2. Sonach fehlte es im vorliegenden Fall an einer entsprechend § 321a ZPO statthaften Gehörsrüge und damit an den prozessualen Voraussetzungen für eine Fortführung des Prozesses gem. § 321a Abs. 5 ZPO sowie für den Erlass des zweiten Berufungsurteils (§ 321a Abs. 5 S. 3 i.V.m. § 343 ZPO) v. 23.7.2003, wie die Revision insoweit zu Recht rügt. Das angefochtene Urteil ist daher aufzuheben. Das eröffnet aber - entgegen der Ansicht der Revision - nicht den Weg zu einer sachlichen Prüfung des vorangegangenen Berufungsurteils v. 14.5.2003. Vielmehr ist die nach § 321a ZPO nicht statthafte Gehörsrüge der Beklagten von Amts wegen als unzulässig zu verwerfen (vgl. § 321a Abs. 4 S. 2 ZPO). Insoweit gilt hier entsprechendes wie für die Entscheidung des Rechtsmittelgerichts im Fall eines vorinstanzlichen Urteils gem. § 344 ZPO, durch das ein Versäumnisurteil trotz unzulässigen Einspruchs aufrechterhalten worden ist (RGZ 110, 169; BGH, Urt. v. 21.6.1976 - III ZR 22/75, NJW 1976, 1940; Thomas/Putzo/Reichold, ZPO, § 341 Rz. 8).

a) Dem steht das Verbot einer Änderung des angefochtenen Urteils zum Nachteil des Rechtsmittelklägers (§§ 528 Abs. 2, 557 ZPO) nicht entgegen, weil die Verwerfung der Gehörsrüge die Beklagte nicht mehr beschwert als die Aufrechterhaltung des Ersten durch das zweite Berufungsurteil, dessen Aufhebung sie immerhin erreicht.

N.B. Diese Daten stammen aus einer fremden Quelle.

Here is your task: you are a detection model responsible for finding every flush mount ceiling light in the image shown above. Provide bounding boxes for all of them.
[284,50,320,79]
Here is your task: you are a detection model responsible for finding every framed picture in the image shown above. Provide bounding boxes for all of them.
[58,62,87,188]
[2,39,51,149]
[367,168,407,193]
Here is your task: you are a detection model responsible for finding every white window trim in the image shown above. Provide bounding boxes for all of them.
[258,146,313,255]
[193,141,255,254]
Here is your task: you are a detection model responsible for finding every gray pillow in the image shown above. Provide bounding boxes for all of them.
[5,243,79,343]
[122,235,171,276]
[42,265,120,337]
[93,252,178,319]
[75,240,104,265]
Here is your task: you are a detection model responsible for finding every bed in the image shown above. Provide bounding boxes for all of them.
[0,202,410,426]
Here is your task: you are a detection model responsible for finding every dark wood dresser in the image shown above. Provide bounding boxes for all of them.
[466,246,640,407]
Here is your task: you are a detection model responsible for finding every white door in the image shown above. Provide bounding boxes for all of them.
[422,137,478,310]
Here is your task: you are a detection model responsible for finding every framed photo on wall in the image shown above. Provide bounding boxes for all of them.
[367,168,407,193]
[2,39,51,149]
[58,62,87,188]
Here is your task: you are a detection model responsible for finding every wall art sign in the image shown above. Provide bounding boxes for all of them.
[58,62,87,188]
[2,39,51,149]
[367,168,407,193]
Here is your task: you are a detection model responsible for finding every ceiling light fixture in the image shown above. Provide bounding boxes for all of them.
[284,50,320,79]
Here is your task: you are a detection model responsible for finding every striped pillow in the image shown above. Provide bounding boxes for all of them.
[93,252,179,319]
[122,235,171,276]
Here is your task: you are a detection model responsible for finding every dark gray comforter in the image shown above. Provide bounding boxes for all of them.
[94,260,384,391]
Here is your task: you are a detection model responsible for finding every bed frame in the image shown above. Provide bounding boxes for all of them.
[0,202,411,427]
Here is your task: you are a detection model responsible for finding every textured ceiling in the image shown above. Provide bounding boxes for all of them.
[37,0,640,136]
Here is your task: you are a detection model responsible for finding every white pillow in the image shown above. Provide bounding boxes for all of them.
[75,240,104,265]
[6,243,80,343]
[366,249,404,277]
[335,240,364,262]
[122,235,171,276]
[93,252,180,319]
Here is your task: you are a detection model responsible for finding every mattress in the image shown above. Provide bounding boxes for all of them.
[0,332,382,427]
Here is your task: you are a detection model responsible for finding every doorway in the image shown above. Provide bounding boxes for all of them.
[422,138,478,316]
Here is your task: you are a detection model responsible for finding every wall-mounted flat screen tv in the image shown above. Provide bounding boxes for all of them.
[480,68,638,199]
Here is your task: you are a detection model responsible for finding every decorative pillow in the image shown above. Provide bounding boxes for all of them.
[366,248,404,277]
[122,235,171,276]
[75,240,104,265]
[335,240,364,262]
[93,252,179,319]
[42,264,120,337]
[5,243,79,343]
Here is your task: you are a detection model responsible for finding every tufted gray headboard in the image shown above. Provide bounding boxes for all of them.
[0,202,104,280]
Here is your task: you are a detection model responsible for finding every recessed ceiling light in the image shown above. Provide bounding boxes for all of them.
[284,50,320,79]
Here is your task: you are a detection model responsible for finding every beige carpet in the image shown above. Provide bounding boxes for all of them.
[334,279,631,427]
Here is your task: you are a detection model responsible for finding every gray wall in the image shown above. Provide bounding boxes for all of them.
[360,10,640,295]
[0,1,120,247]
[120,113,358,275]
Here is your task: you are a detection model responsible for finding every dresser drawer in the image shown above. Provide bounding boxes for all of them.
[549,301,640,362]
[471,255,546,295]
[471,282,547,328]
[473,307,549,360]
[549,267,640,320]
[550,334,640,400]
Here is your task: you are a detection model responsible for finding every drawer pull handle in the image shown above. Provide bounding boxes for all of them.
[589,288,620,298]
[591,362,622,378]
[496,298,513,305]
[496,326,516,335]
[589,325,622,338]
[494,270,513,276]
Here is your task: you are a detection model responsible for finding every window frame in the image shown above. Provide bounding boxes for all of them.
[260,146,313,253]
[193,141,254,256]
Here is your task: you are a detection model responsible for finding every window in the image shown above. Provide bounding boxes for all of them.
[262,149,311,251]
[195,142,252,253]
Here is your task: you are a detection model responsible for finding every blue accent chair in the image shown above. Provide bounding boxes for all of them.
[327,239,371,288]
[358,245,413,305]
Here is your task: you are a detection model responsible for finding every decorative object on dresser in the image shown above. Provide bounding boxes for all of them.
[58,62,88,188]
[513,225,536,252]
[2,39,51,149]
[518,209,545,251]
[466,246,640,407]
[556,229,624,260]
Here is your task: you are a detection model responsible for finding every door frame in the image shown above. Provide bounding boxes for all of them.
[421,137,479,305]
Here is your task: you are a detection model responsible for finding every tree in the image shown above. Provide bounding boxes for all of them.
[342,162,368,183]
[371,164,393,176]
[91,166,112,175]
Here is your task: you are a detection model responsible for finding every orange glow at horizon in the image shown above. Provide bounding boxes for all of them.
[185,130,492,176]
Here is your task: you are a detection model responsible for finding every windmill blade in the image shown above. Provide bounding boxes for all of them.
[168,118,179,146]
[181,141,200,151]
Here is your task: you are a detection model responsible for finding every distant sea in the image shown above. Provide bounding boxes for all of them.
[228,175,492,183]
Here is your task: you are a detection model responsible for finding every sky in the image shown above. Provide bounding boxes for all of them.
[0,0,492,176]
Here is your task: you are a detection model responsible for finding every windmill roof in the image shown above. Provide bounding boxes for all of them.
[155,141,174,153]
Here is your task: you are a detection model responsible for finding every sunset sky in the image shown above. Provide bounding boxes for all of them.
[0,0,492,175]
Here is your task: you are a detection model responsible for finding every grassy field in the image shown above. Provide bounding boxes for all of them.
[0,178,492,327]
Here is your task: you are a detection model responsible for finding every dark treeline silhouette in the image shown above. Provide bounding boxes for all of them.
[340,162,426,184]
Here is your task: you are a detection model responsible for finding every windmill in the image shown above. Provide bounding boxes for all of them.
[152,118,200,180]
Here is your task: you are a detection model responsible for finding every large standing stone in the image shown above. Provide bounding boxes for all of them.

b) Ebenso wenig steht der Verwerfung der Gehörsrüge hier der Meistbegünstigungsgrundsatz in seiner Ausprägung durch das Urteil des BGH v. 5.11.2003 (BGH v. 5.11.2003 - VIII ZR 10/03, MDR 2004, 527 = BGHReport 2004, 257 = NJW 2004, 1598; v. 16.10.2002 - VIII ZB 27/02, BGHZ 152, 213 = MDR 2003, 285 = BGHReport 2003, 202) entgegen. Danach darf es einer Partei nicht zum Nachteil gereichen, wenn sie auf Anregung des Gerichts den falschen anstelle des statthaften Rechtsbehelfs (Gehörsrüge statt Rechtsbeschwerde) ergreift. Demgegenüber hat die Beklagte des vorliegenden Falles vor Einleitung des Gehörsverfahrens entsprechend § 321a ZPO fristgerecht den richtigen Rechtsbehelf, nämlich Nichtzulassungsbeschwerde eingelegt (II ZR 162/03), mit der sie die angebliche Verletzung ihres Anspruchs auf rechtliches Gehör geltend machen konnte und geltend gemacht hat. Sie hat mit ihrer Zustimmung zu dem von dem Berufungsgericht vorgeschlagenen Verfahren entsprechend § 321a ZPO nur von einem vermeintlich zusätzlichen Rechtsbehelf Gebrauch gemacht und war vom Berufungsgericht auf prozessuale Risiken dieses Vorgehens hingewiesen worden. Mit der - auch von ihr selbst beantragten - Aufhebung des unzulässigerweise ergangenen zweiten Berufungsurteils muss zwangsläufig eine Entscheidung über die - unzulässige - Gehörsrüge einhergehen. Sie als zulässig zu behandeln, besteht hier kein Anlass, weil die Beklagte daneben von dem einzig statthaften Rechtsbehelf der Nichtzulassungsbeschwerde gegen das erste Berufungsurteil Gebrauch gemacht hat, hiervon also durch das Berufungsgericht nicht abgehalten wurde, und es nicht Sinn des Meistbegünstigungsgrundsatzes ist, eine Prozesspartei zum Nachteil der anderen in prozessualer Hinsicht besser zu stellen, als sie bei korrekter Entscheidung bzw. bei prozessual richtigem Vorgehen des Gerichts stünde (BGH v. 19.12.1996 - IX ZB 108/96, MDR 1997, 495 = NJW 1997, 1448; v. 20.4.1993 - BLw 25/92, MDR 1994, 307 = NJW-RR 1993, 965; Zöller/Gummer/Heßler, ZPO, 24. Aufl., vor § 511 Rz. 32). Eine Rechtsbehelfsvermehrung steht nicht zur Disposition des Gerichts.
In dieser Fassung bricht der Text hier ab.